According to an article in The Guardian, Wilkinson made the decision to begin translating the new anthology to close a gap in the modern understanding of ancient Egypt. He was particularly interested in providing access to “the life of the mind, as expressed in the written word” of ancient Egyptians. With writing found on nearly every temple wall and within every tomb, the nearly 3,500 year written tradition of Egypt is much more than decorative. Wilkinson added.
The researcher felt that the public were being denied a deep literary tradition, especially with many museums displaying papyrus scrolls covered with hieroglyphs as artifacts instead of texts. The new translations should provide surprises for readers, Wilkinson hopes, adding a much-needed dimension to the ancient people besides pyramids, pharaohs, and Tutankhamun’s famous sarcophagus and mask.

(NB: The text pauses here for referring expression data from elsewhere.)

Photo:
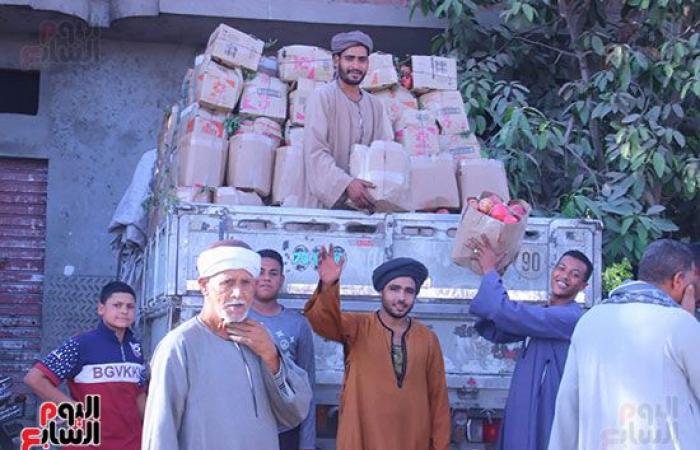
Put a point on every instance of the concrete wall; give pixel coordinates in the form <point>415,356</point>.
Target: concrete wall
<point>95,121</point>
<point>101,13</point>
<point>98,114</point>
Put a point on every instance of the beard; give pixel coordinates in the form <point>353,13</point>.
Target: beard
<point>345,76</point>
<point>234,311</point>
<point>396,315</point>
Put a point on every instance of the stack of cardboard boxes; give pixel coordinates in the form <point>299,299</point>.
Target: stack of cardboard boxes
<point>260,159</point>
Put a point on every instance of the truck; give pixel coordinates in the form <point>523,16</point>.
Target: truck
<point>478,371</point>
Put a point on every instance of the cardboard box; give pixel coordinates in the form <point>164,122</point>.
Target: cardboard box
<point>251,159</point>
<point>479,175</point>
<point>418,133</point>
<point>234,48</point>
<point>434,72</point>
<point>231,196</point>
<point>506,238</point>
<point>264,96</point>
<point>201,149</point>
<point>215,86</point>
<point>381,73</point>
<point>261,125</point>
<point>448,108</point>
<point>396,100</point>
<point>294,136</point>
<point>298,98</point>
<point>288,183</point>
<point>460,146</point>
<point>303,61</point>
<point>387,165</point>
<point>434,183</point>
<point>193,194</point>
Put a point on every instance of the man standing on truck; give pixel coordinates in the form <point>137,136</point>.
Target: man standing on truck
<point>632,379</point>
<point>207,392</point>
<point>394,392</point>
<point>339,115</point>
<point>293,335</point>
<point>545,332</point>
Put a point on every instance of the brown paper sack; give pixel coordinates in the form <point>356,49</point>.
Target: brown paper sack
<point>264,96</point>
<point>298,99</point>
<point>387,165</point>
<point>505,238</point>
<point>448,108</point>
<point>231,196</point>
<point>216,87</point>
<point>434,183</point>
<point>251,158</point>
<point>288,182</point>
<point>381,73</point>
<point>193,194</point>
<point>201,148</point>
<point>187,87</point>
<point>396,100</point>
<point>234,48</point>
<point>460,146</point>
<point>479,175</point>
<point>303,61</point>
<point>434,72</point>
<point>294,136</point>
<point>418,133</point>
<point>261,125</point>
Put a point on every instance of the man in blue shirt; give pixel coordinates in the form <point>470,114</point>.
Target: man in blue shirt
<point>293,335</point>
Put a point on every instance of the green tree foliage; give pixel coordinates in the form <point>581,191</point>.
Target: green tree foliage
<point>592,105</point>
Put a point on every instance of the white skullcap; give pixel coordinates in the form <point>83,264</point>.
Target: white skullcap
<point>215,260</point>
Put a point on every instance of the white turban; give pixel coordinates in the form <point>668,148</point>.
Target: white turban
<point>215,260</point>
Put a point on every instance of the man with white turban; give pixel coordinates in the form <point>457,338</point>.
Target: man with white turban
<point>395,391</point>
<point>218,382</point>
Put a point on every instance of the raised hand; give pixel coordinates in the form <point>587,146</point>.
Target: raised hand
<point>328,270</point>
<point>688,300</point>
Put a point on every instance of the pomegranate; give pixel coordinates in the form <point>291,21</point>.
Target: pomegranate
<point>499,211</point>
<point>517,210</point>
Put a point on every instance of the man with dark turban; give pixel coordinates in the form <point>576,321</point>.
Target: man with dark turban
<point>339,115</point>
<point>394,392</point>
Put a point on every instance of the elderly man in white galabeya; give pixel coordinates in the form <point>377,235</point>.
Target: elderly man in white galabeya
<point>207,392</point>
<point>339,115</point>
<point>632,377</point>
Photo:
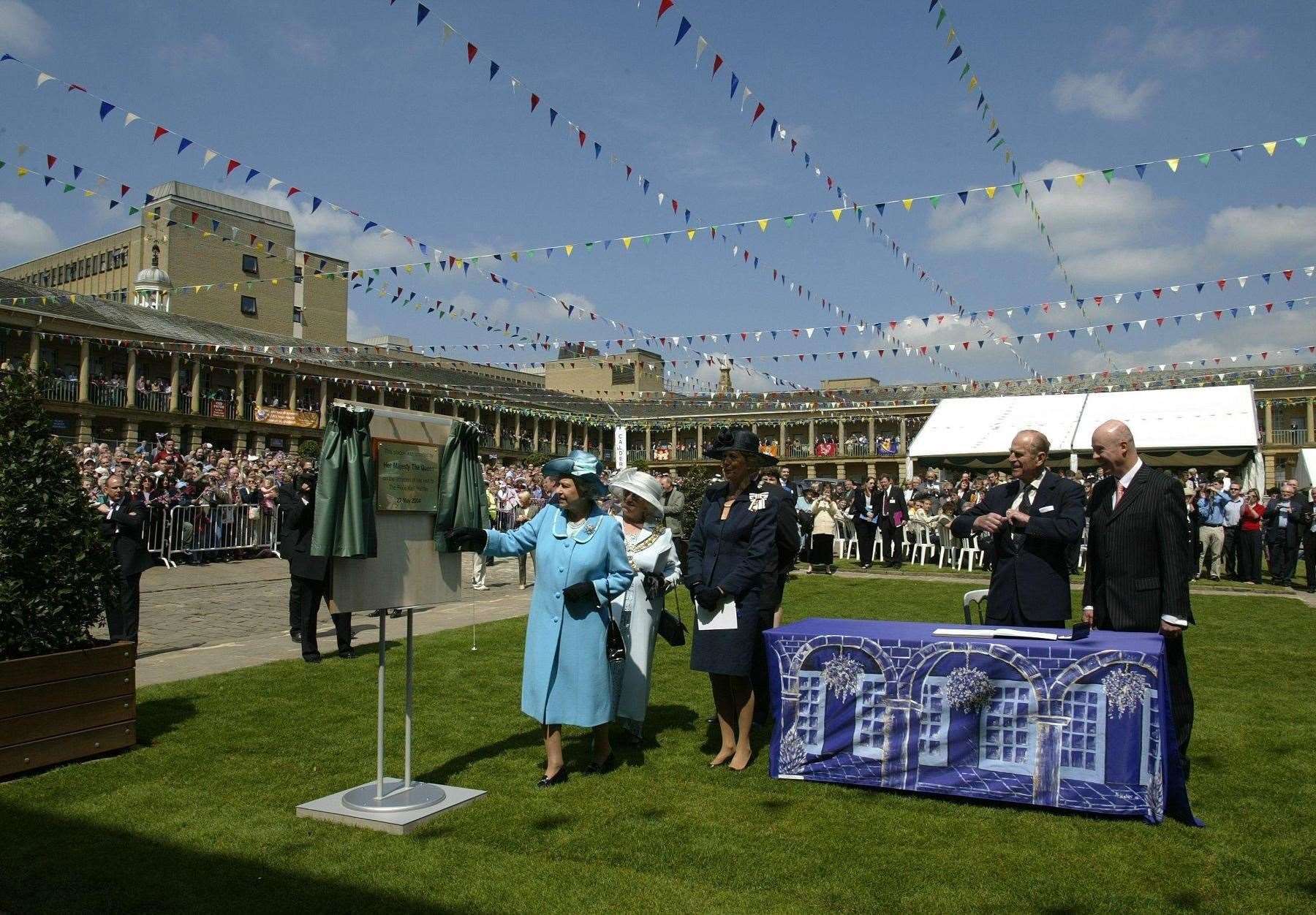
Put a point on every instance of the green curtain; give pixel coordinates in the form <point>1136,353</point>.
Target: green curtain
<point>461,485</point>
<point>345,495</point>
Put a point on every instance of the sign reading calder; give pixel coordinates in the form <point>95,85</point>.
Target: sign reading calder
<point>407,477</point>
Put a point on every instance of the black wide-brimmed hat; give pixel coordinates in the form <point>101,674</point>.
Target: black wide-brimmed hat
<point>740,439</point>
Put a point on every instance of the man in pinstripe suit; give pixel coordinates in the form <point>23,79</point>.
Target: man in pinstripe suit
<point>1140,561</point>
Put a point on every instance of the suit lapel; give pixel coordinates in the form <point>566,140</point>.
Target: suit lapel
<point>1136,485</point>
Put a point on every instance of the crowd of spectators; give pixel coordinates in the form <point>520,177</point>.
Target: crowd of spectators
<point>1228,525</point>
<point>159,477</point>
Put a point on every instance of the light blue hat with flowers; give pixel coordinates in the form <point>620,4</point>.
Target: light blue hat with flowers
<point>582,467</point>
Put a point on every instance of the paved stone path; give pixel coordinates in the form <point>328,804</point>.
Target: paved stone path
<point>227,615</point>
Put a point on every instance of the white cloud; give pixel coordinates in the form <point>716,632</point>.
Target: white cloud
<point>1261,230</point>
<point>1095,219</point>
<point>24,235</point>
<point>309,46</point>
<point>1125,266</point>
<point>1105,95</point>
<point>1113,235</point>
<point>208,50</point>
<point>23,28</point>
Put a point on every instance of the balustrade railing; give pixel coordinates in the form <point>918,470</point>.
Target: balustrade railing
<point>59,390</point>
<point>105,395</point>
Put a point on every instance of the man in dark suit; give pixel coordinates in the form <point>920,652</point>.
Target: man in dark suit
<point>774,581</point>
<point>1309,518</point>
<point>1032,520</point>
<point>123,520</point>
<point>893,513</point>
<point>863,515</point>
<point>307,574</point>
<point>1283,533</point>
<point>1140,561</point>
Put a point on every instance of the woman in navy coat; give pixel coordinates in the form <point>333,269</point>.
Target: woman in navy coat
<point>579,566</point>
<point>732,553</point>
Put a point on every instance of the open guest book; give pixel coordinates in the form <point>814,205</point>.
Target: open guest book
<point>1079,631</point>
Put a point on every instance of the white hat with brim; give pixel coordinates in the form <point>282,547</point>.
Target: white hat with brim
<point>635,480</point>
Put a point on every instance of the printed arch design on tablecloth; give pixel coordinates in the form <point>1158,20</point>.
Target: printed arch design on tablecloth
<point>1061,692</point>
<point>806,691</point>
<point>910,697</point>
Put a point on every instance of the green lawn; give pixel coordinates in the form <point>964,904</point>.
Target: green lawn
<point>200,818</point>
<point>982,576</point>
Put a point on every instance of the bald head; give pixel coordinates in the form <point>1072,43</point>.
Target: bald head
<point>1113,449</point>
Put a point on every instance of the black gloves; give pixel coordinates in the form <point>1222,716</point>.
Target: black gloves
<point>707,596</point>
<point>654,584</point>
<point>581,591</point>
<point>467,538</point>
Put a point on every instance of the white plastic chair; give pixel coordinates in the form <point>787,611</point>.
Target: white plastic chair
<point>921,546</point>
<point>972,599</point>
<point>969,553</point>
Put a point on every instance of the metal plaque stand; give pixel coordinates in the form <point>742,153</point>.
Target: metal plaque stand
<point>390,805</point>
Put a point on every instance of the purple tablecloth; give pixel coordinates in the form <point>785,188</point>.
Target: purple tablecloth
<point>1075,725</point>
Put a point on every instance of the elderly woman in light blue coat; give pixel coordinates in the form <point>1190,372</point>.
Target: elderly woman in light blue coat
<point>579,566</point>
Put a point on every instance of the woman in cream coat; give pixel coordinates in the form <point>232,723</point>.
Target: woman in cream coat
<point>653,556</point>
<point>824,531</point>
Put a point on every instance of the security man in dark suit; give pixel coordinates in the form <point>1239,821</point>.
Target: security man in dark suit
<point>123,520</point>
<point>1032,520</point>
<point>1140,561</point>
<point>774,581</point>
<point>893,513</point>
<point>1283,531</point>
<point>307,574</point>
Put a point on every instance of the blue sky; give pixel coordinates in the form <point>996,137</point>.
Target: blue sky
<point>352,102</point>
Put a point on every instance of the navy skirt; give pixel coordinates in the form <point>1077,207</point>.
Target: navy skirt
<point>727,651</point>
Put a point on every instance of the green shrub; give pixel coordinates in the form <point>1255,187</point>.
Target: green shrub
<point>57,574</point>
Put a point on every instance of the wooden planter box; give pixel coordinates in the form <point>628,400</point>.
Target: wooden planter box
<point>67,706</point>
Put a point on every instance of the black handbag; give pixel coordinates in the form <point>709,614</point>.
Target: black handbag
<point>615,648</point>
<point>670,627</point>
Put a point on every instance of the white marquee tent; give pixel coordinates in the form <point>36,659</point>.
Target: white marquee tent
<point>1204,428</point>
<point>1307,468</point>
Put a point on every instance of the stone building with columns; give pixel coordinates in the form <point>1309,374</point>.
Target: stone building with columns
<point>124,373</point>
<point>199,242</point>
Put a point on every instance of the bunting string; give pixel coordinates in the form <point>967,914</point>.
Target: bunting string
<point>812,166</point>
<point>153,210</point>
<point>919,393</point>
<point>987,191</point>
<point>776,132</point>
<point>581,138</point>
<point>673,341</point>
<point>1051,335</point>
<point>423,12</point>
<point>995,130</point>
<point>541,340</point>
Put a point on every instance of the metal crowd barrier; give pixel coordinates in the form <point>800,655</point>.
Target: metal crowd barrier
<point>156,533</point>
<point>216,529</point>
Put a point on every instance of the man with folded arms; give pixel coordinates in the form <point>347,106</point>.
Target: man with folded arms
<point>1032,520</point>
<point>1140,561</point>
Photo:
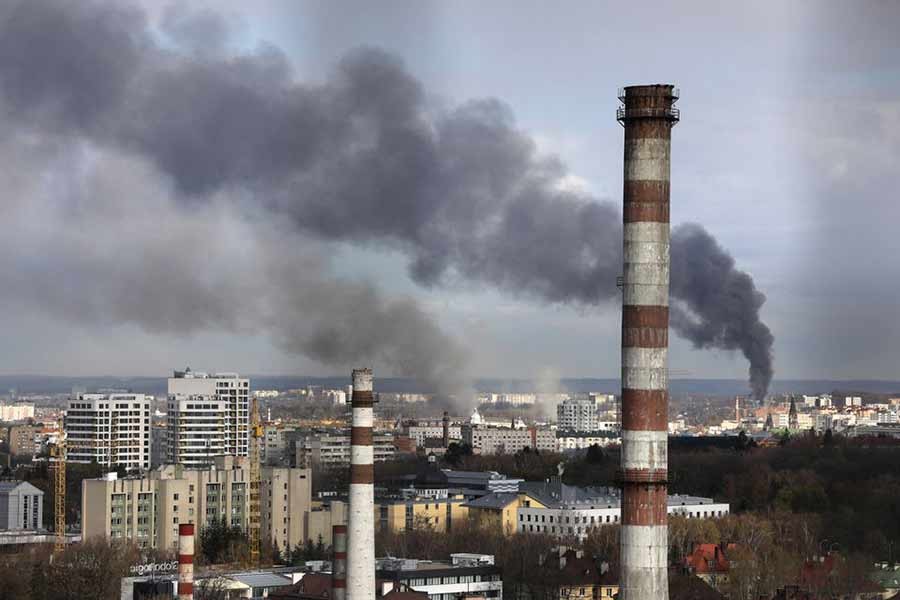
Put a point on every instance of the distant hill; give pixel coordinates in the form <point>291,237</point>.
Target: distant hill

While hieroglyphics are pictograms, Wilkinson says that the concepts they convey could be as sophisticated as any Latin or Greek script. The passages he’s chosen to translate offer a glimpse into the life of the ancient Egyptians and are rich with symbolism and metaphor, and include eyewitness accounts of natural disasters and military battles.
The researcher, who has written several books on the subject of ancient Egyptians, says that many texts in the collection haven’t been translated for nearly a century. These older translations, only some of which are in English, use diction and idiom that are “very old-fashioned and impenetrable”, Wilkinson said, something that makes it even harder to relate to ancient Egyptians. The problem is not unique to ancient Egyptian; in fact, translating an archaic text into a modern language in a way that provides a close approximation of the original intent without making it unreadable to modern audiences is a dilemma prevalent in many academic translations.
However, Wilkinson says that the new translations are much more relatable, even to a modern audience. He attributes this to focusing on the emotional impact of the texts, which are a wide, varied collection of tales that contain literary fiction, correspondence between a farmer and his overseer, and a description of a catastrophic thunderstorm that caused widespread destruction and flooding.
The new anthology, which has been titled Writings from Ancient Egypt, is available this week from Penguin Classics.